Students attending schools in the Adirondack Park are at a disadvantage. That’s the feeling of Ticonderoga Central School District officials, who are asking the state to create a special fund to help finance education within the Blue Line.
Students attending schools in the Adirondack Park are at a disadvantage.
That’s the feeling of Ticonderoga Central School District officials, who are asking the state to create a special fund to help finance education within the Blue Line.
“The children living within the Adirondack Park are being under-served as a result of the inability to financially support their educational institutions beyond the local property tax,” said John McDonald, Ti school superintendent. “This problem will continue to grow unless communities within the park can grow their tax base through economic development. However, that is not a likely scenario based on the regulations that exist to keep the park as a natural preserve to benefit future generations.”
The Ti school board has adopted a resolution asking the state to create a special fund for Adirondack schools and is asking local school districts and other officials to join in the campaign.
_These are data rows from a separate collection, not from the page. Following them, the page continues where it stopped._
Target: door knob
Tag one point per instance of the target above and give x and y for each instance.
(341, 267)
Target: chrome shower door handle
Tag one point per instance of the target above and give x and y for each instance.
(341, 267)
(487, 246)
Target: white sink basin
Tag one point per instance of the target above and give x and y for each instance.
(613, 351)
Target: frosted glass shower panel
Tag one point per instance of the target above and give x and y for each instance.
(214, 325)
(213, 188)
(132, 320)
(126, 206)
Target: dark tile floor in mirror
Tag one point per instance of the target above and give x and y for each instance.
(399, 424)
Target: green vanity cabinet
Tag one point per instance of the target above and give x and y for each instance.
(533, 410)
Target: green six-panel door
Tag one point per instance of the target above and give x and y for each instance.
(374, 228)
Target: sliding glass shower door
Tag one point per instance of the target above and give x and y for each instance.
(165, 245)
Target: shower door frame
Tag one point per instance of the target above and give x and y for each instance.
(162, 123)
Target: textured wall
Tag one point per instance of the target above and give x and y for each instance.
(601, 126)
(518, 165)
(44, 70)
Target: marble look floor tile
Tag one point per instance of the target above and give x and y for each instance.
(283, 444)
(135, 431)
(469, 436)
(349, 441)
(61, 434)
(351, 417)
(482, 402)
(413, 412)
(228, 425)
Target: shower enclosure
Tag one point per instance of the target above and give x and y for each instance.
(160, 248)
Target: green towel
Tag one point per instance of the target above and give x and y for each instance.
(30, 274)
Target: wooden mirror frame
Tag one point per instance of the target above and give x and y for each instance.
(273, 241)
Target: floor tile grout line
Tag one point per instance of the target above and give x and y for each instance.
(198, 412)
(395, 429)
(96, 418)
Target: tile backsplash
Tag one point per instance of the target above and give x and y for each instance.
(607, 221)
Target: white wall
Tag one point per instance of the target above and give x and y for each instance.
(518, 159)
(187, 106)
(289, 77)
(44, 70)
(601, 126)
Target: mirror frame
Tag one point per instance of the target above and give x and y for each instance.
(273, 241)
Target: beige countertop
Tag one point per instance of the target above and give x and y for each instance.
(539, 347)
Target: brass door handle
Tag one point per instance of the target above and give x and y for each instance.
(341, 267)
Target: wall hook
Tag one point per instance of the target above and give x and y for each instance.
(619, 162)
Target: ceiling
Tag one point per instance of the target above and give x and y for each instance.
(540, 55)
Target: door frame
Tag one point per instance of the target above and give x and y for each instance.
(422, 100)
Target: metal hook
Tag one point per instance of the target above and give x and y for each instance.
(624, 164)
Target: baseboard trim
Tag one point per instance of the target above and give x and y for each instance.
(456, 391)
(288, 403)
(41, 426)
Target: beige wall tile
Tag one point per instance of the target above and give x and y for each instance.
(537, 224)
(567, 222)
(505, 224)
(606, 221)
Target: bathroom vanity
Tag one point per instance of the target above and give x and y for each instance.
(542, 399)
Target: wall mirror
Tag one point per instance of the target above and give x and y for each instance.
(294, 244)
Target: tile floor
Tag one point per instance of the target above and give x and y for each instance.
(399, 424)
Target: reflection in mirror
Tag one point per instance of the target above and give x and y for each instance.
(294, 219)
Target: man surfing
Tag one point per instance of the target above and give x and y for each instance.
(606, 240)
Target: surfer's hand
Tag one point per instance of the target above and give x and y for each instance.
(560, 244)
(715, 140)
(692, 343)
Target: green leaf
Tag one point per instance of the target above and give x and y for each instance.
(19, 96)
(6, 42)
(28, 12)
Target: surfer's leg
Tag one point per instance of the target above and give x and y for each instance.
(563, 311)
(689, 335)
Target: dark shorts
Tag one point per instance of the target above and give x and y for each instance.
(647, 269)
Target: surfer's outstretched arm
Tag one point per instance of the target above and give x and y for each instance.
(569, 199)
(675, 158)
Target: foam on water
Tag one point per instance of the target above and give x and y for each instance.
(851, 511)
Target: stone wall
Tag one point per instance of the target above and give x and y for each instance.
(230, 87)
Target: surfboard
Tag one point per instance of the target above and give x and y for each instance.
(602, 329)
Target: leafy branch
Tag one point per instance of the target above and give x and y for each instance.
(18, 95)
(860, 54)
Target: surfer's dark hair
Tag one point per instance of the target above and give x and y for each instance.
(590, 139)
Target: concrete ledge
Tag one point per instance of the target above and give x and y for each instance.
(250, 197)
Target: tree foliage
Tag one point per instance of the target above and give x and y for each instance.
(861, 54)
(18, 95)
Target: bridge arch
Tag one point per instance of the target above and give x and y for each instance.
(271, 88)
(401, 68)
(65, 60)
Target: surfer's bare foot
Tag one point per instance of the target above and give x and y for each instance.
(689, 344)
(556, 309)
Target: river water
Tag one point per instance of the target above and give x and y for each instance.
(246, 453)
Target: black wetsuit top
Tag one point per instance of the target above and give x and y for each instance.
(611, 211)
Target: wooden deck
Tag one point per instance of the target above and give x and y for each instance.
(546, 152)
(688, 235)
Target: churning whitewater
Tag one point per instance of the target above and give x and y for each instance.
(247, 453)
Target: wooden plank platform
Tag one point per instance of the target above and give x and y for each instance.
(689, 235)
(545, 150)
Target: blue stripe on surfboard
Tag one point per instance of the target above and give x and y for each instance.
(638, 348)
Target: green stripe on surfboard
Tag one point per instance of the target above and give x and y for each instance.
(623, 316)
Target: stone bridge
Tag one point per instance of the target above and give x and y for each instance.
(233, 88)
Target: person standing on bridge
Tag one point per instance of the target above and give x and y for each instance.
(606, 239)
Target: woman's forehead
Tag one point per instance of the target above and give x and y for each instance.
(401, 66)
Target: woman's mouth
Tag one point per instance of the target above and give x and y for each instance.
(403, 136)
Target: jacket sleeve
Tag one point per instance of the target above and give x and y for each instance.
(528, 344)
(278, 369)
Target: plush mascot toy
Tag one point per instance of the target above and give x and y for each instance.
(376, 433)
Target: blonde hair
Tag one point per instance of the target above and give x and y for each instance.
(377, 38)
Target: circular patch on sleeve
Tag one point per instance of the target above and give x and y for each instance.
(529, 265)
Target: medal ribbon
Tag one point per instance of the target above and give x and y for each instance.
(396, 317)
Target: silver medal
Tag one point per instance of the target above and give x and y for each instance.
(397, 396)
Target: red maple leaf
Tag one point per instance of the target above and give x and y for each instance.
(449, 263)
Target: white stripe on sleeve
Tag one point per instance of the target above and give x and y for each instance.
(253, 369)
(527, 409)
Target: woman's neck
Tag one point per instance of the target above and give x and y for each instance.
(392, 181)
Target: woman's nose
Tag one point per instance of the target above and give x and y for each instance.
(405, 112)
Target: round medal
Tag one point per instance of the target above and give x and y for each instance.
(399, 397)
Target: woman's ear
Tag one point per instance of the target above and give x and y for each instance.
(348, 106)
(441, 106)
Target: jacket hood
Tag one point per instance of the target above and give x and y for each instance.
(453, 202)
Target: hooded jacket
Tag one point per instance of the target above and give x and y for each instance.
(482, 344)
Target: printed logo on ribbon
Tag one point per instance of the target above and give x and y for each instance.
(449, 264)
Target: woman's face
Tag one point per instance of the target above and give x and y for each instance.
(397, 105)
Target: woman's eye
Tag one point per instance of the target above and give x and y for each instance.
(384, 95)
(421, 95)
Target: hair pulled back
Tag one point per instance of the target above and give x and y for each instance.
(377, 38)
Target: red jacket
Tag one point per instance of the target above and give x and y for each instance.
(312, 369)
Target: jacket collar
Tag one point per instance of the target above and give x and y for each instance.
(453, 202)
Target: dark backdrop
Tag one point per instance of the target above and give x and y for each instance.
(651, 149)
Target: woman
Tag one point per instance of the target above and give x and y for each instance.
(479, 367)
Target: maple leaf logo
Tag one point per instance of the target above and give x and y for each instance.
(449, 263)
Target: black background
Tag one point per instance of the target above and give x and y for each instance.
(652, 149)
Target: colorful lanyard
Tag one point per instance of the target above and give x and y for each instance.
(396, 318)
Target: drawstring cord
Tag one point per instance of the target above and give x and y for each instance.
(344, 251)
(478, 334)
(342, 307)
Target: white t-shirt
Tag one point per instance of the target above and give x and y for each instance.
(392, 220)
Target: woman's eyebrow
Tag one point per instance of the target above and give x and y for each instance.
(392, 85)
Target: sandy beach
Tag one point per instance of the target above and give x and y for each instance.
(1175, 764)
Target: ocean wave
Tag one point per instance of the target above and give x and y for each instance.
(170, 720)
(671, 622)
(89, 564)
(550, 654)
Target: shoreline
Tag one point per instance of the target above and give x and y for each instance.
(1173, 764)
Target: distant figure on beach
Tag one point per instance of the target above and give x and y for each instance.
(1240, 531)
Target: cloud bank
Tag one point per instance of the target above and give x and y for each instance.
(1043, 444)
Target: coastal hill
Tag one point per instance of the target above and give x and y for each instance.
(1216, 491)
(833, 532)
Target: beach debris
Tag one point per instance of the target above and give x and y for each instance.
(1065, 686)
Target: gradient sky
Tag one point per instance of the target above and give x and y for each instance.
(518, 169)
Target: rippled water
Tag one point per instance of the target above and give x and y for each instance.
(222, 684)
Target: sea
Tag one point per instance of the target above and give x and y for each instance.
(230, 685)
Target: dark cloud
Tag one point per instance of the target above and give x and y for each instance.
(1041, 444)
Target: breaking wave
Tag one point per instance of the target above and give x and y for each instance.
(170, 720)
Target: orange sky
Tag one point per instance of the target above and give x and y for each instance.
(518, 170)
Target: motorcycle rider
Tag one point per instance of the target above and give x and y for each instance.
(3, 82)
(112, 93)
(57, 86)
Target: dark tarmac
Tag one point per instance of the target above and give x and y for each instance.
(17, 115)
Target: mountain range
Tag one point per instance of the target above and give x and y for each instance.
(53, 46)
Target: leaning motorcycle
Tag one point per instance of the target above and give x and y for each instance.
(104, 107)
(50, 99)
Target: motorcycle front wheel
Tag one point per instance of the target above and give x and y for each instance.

“It may be pie in the sky, but we need to do something,” McDonald said. “The reductions in state (school) aid and lack of economic growth place a tremendous burden on local taxpayers. The property tax levy is our only source of revenue.
“The new property tax cap adds to this dilemma as it now limits the only source of revenue schools can influence to meet the rising costs of mandates, pension, health insurance and other elements related to operating a school system,” he said.
The money for the education fund could be generated by those who use the Adirondack Park, McDonald suggested.
“Since the Adirondack Park was established and is constantly touted as the ‘playground’ for the state, it’s only fair that those who benefit from it should help those who live in it,” McDonald said.
Besides limited economic development, Adirondack Park schools have other issues, McDonald noted. Most are rural and small, many with declining enrollments.
“When the state made a flat percentage cut in aid across the state it hurt us (Adirondack) schools more than others,” the superintendent said. “A cut of $100,000 means a lot more to us than to a much larger school. The big school may eliminate a language program, so it’s only offering four languages instead of five. Here, we only offer two languages. That’s a much more serious cut to our students.”
The current state education aid formula is based on a district’s assessed property value and its poverty level, as measured by the number of free and reduce price lunches served to students.
“Property values are not a good measure of a community’s ability to pay taxes,” McDonald said, noting the existence of many high-value second homes in the park. “A community can have high property values, but its year-round residents may not be able to afford higher school taxes.”
He used Ticonderoga as an example. The Ti school district, which borders both Lake George and Lake Champlain, has the highest property values in this area. Yet, the school serves free or reduced price lunches to 48 percent of its students.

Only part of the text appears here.